De quoi s’agit-il en fait ? Sur le plan économique, il n’y a pas là de quoi s’énerver. Si l’Europe est le principal partenaire commercial d’Israël, avec un volume d’échanges de 30 milliards d’euros en 2014, les marchandises en provenance des implantations – essentiellement des produits agricoles – n’y pèsent que moins de 1%. Si besoin est, le gouvernement compensera les producteurs, voilà tout.
En revanche, politiquement, c’est un coup dur pour le peuple des colonies et la droite qui le représente à la Knesset et au gouvernement. Depuis près d’un demi-siècle, les cabinets israéliens successifs se sont efforcés d’effacer, sur la carte et dans les têtes, la Ligne verte qui sépare le territoire souverain d’Israël des territoires palestiniens occupés. Cette mesure la redessine, réaffirme l’illégitimité de l’occupation et proclame en creux une vérité essentielle pour la survie même de l’État hébreu : Israël est membre de plein droit de la famille des nations, mais Israël seul, dans ses frontières reconnues par ladite famille des nations, sans le fardeau moral, politique et militaire de l’occupation.

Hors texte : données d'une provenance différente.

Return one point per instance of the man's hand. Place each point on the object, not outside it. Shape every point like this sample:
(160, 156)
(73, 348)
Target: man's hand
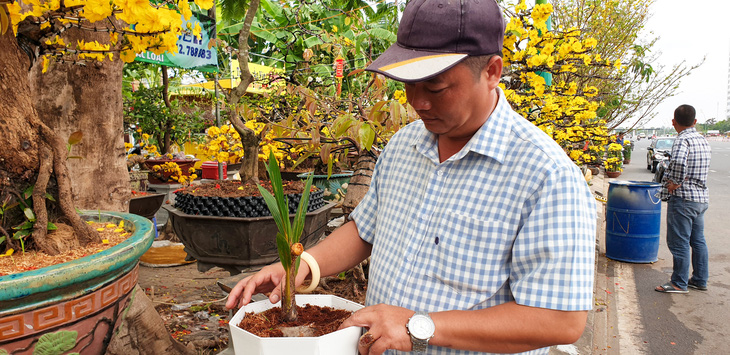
(267, 279)
(386, 328)
(671, 186)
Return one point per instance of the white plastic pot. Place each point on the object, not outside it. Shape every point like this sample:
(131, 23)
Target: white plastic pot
(341, 342)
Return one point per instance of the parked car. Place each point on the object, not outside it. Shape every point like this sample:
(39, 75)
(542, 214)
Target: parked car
(655, 152)
(662, 167)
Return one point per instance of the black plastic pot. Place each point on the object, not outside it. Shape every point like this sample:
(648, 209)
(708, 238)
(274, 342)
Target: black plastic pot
(236, 243)
(246, 207)
(147, 205)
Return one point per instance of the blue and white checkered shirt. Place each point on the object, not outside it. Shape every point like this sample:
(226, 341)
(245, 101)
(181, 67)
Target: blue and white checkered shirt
(509, 217)
(688, 166)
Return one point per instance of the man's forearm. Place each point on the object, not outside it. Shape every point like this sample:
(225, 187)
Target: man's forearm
(341, 250)
(507, 328)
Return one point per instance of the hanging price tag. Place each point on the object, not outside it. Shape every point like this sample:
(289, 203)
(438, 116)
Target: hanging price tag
(339, 67)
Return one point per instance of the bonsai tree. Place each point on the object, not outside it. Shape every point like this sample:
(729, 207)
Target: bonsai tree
(287, 238)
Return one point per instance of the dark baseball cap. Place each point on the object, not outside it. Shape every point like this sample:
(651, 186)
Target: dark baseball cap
(435, 35)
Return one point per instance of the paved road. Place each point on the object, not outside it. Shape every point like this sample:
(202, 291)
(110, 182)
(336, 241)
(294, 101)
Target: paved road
(696, 323)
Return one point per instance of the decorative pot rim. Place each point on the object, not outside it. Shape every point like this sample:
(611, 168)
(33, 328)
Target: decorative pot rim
(153, 161)
(16, 286)
(346, 173)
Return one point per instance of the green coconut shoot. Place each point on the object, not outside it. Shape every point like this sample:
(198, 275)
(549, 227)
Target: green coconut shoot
(287, 237)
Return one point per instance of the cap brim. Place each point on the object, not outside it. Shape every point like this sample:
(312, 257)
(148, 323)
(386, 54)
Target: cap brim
(409, 65)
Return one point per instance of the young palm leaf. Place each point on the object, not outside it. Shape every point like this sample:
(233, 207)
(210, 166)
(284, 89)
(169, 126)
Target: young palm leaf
(287, 238)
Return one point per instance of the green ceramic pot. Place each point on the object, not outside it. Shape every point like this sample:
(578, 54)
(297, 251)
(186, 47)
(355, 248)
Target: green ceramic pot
(73, 307)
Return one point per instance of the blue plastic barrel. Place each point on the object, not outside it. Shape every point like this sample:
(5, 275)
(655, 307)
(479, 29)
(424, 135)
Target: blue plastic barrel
(633, 219)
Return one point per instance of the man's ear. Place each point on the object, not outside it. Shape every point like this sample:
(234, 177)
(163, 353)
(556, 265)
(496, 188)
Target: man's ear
(493, 71)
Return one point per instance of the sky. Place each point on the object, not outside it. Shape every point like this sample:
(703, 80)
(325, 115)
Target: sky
(690, 30)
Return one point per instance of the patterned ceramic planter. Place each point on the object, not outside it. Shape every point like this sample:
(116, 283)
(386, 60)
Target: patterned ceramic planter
(239, 243)
(73, 307)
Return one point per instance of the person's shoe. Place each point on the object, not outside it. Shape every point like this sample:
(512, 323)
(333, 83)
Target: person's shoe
(694, 286)
(669, 288)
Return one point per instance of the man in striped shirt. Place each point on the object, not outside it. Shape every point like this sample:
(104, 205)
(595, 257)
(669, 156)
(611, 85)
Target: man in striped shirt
(685, 187)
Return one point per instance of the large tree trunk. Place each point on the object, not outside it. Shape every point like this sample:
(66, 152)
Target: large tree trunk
(19, 156)
(69, 98)
(24, 136)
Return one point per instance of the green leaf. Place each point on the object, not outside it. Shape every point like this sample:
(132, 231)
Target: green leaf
(56, 343)
(25, 225)
(273, 207)
(383, 34)
(264, 34)
(276, 185)
(367, 136)
(29, 214)
(312, 41)
(274, 10)
(21, 234)
(284, 250)
(302, 210)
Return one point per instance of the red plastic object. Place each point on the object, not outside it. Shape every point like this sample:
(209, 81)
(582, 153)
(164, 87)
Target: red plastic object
(210, 170)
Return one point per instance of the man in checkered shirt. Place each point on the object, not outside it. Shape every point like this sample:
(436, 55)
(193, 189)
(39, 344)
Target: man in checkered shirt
(684, 185)
(480, 229)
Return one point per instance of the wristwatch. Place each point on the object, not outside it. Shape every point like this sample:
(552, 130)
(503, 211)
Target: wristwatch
(421, 328)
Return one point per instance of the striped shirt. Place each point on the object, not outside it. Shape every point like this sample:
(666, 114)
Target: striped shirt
(509, 217)
(688, 167)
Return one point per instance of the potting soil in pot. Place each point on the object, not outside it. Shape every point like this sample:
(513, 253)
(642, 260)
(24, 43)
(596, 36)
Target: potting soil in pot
(321, 321)
(233, 199)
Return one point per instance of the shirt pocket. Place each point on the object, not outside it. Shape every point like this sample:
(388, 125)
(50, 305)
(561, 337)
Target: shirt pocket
(472, 256)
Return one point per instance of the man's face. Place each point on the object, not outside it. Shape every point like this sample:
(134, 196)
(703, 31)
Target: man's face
(452, 104)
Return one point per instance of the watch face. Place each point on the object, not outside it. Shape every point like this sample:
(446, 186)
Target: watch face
(421, 327)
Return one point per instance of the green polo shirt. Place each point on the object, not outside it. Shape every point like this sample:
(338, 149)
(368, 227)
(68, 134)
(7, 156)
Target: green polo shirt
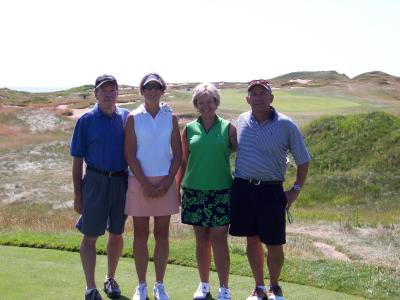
(208, 165)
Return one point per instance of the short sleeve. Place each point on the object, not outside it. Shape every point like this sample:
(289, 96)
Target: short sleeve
(78, 142)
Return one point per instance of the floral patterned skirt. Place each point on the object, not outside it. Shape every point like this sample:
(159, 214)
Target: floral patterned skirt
(205, 208)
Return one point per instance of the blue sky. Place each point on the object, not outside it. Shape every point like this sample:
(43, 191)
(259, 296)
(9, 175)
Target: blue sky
(69, 43)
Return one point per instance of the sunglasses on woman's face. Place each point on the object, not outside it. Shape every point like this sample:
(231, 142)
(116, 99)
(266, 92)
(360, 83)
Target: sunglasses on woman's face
(153, 85)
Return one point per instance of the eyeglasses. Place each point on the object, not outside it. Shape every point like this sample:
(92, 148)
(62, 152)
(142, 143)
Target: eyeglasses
(113, 91)
(259, 81)
(153, 85)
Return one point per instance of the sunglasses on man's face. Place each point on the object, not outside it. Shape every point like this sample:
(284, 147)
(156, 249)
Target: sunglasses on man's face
(153, 85)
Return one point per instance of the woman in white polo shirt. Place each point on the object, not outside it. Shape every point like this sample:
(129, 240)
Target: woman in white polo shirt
(153, 152)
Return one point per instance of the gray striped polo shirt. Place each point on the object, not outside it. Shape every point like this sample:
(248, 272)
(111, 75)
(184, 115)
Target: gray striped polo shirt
(263, 147)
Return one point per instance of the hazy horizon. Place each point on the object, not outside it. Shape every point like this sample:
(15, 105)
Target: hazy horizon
(70, 43)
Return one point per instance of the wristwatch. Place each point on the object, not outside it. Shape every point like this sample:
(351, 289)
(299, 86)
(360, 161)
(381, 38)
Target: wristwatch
(296, 187)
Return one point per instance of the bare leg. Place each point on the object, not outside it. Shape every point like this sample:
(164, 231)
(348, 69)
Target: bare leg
(219, 242)
(161, 249)
(275, 260)
(255, 255)
(114, 249)
(140, 250)
(88, 258)
(203, 252)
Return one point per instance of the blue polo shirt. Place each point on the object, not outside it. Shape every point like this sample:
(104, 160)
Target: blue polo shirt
(263, 147)
(99, 139)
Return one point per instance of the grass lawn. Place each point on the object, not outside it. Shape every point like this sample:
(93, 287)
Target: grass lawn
(53, 274)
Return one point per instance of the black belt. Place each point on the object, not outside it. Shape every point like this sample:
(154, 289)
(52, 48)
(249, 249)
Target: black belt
(257, 182)
(109, 173)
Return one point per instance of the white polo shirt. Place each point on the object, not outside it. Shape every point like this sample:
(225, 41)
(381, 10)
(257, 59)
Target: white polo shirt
(153, 140)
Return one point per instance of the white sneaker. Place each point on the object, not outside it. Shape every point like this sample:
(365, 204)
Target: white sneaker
(141, 292)
(159, 292)
(202, 292)
(224, 294)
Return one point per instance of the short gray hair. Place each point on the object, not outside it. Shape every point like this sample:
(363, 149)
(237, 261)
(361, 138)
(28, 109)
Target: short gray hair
(205, 89)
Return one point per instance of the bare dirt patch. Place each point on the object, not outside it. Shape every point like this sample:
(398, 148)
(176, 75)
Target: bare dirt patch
(379, 245)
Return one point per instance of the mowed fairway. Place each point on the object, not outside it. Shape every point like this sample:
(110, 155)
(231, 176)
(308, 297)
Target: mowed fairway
(28, 273)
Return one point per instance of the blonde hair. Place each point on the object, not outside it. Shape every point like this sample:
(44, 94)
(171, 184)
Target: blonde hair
(205, 89)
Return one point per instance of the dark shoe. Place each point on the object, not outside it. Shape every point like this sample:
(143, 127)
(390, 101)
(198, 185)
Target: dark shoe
(258, 294)
(275, 293)
(111, 288)
(93, 295)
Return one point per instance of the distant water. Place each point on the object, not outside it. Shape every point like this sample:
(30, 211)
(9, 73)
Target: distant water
(37, 89)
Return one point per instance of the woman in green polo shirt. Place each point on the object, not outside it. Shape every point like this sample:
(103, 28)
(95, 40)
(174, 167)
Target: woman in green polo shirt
(205, 178)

Voilà pourquoi le maquillage « technique » de la décision européenne ne trompe personne en Israël, parmi ses adversaires comme au sein du camp de la paix. Une Europe convenablement unie, capable de « parler d’une seule voix », sûre d’elle-même et de ses valeurs, eût proclamé haut et fort le caractère politique de sa directive. Elle aurait affirmé ce que nous savons tous : que la perpétuation de l’occupation n’est pas seulement inadmissible pour le peuple palestinien, mais aussi un danger existentiel pour le peuple d’Israël, et que l’amitié inconditionnelle à l’égard de ce peuple exigerait qu’on le mît face à ses responsabilités historiques et qu’on l’invitât fermement à les assumer. Et elle aurait pris la mesure de l’effacement américain pour s’engouffrer dans la brèche et s’imposer comme le médiateur (honest broker) que Washington n’a jamais su être.
Il fallait voir les contorsions pénibles du représentant de l’Union européenne en Israël devant les caméras pour mesurer le gouffre entre ce que l’Europe devrait être et ce qu’elle est. Convoqué au ministère des Affaires étrangères et dûment morigéné par un sous-fifre, il a fait de son mieux pour vider la décision de ses mandants de toute signification autre qu’étroitement juridique.
Il n’empêche, l’Europe a fait ce qu’elle a pu, et c’est déjà quelque chose. Mieux que quiconque, Benyamin Nétanyahou et ses gens l’ont parfaitement compris.
(1) Cet article de l’historien et ancien ambassadeur d’Israël en France, Élie Barnavi, a été publié par le quotidien Le Monde dans son édition du vendredi 13 novembre 2015.